Program History

In June 1995, the college program conducted by Mercy College at Bedford Hills Correctional Facility was terminated after 15 years of successful operation. That year, over 350 higher education programs ceased offering higher education in New York State prisons after public funding for them had been discontinued in 1994.

When the college program closed, women experienced a loss of hope about their own futures and the futures of their children. In March of 1996, a group of seven inmates met with the Superintendent Elaine Lord and long-time Bedford volunteer, Theodora Jackson, to explore the possibility of creating a new college program that would be entirely supported by private funds. 

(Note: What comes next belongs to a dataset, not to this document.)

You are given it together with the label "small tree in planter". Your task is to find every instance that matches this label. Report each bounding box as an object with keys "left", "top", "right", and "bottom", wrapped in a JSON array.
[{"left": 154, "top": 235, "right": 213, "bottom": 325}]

Within a year, a college program was created that would involve a consortium of colleges, with each member contributing faculty and/or resources for courses at BHCF. The consortium became a reality under the leadership of Dr. Regina Peruggi, president of Marymount Manhattan College, who enlisted several other college presidents as members. Barnard College, Bank Street College of Education, Manhattanville College, Mercy College, Pace University, and Sarah Lawrence College joined with MMC as members of the Consortium, and in the spring of 1997, college courses were again offered at Bedford Hills.

While Marymount Manhattan College (MMC) had always been the degree granting institution, in September 2004 the Bedford Hills College Program became an extension campus of Marymount Manhattan College, and MMC now considers itself to have one student body, with some students living at Bedford Hills, and some at 71st Street. The students at Bedford take the same courses offered in Manhattan, including the core courses for the Sociology and Politics and Human Rights majors, as well as a wide variety of electives in art, history, literature, business, economics, psychology, and the sciences.

From an initial enrollment of 39 students and three classes, the program has expanded to currently involve over 175 students per semester in the Pre-College and College Program, in addition to a solid contingency of students who have already earned their Bachelor’s degrees and serve as mentors and tutors. Annually, over 200 women register for college courses.

In February 2019, in partnership with nonprofit Hudson Link for Higher Education in Prison, MMC opened a new teaching location at the medium-security Taconic Correctional Facility, complementing its longstanding Bedford Hills College Program. The collaboration of MMC, Hudson Link, and the Department of Corrections and Community Supervision (DOCCS) at Taconic is the first in New York State to provide an opportunity for incarcerated women to have an uninterrupted pathway to degree completion when transferred from a maximum-security facility to a medium-security facility.

As of 2019, the Bedford Hills College Program has graduated more than 244 students. The Taconic College Program held its first-ever commencement ceremony in June 2019, awarding four Associate of Arts degrees.